You can set a new interval to any value. It is even allowed to change the interval all the time. Sooner or later the millis-timer will become active.

// code that changes the interval all the time
interval = random( 1000, 5000);  // random number between 1 and 5 seconds

if( currentMillis - previousMillis >= interval)
{
  previousMillis = currentMillis;
  ...
}

The millis() timer can be written in a different way:

unsigned long elapsedMillis = currentMillis - previousMillis;
if( elapsedMillis >= interval)
{
  previousMillis = currentMillis;
  
  ...
}

Now to your sketch.

There is only one software millis-timer. Just one. It has the onDuration and offDuration in itself.
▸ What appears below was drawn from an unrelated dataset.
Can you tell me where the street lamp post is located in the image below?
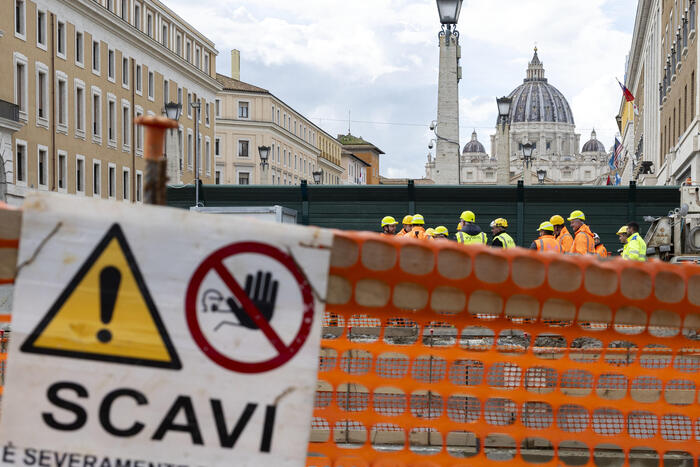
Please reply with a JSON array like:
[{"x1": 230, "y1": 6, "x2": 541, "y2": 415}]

We are going to set the interval to whatever we want.

When you do this:

if (currentMillis - previousMillis >= onDuration)
{

then you are stuck to that 'onDuration'.

// global variables
unsigned long interval = onDuration;   // or offDuration

void loop()
{
  unsigned long currentMillis = millis();

  if (currentMillis - previousMillis >= interval)
  {
    previousMillis = currentMillis;

    if (GreenAnalogValue > threshold)
    {
      // New interval with new values for leds turned off
      interval = offDuration;
      GreenAnalogValue = 0;
      RedAnalogValue = 0;
      BlueAnalogValue = 0;
      YellowAnalogValue = 0;
    }
    else
    {
      // New interval with new values for leds turned on
      interval = onDuration;
      GreenAnalogValue = 250;
      RedAnalogValue = 250;
      BlueAnalogValue = 250;
      YellowAnalogValue = 250;
    }

    // Update the outputs
    digitalWrite(GreenLedPin, GreenAnalogValue);
    digitalWrite(RedLedPin, RedAnalogValue);
    digitalWrite(BlueLedPin, BlueAnalogValue);
    digitalWrite(YellowLedPin, YellowAnalogValue);
  }
  
  ...
}

When the value is not above the threshold, then it is below the threshold. You probably have to add hysteresis later.
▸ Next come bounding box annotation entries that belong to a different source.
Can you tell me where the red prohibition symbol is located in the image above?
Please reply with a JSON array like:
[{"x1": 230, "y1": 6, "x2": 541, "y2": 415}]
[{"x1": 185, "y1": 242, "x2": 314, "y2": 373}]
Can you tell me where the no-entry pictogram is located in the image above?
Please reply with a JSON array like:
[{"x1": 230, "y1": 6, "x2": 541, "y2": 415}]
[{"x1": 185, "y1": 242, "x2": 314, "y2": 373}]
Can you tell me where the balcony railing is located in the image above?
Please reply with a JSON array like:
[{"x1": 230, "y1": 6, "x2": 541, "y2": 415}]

You were very close :wink: Do you see that using millis() can be fun ?
When this is working, then you can alter it, or add new things. You can even use extra millis-timers to make the three leds blink, each led with its own sequence :stuck_out_tongue:

[Update] You found it already yourself, that is very good :smiley: I will show the post that I had written anyway for some extra background information.

Yes, using the millis function is now fun! Thank you again for your help and explanations!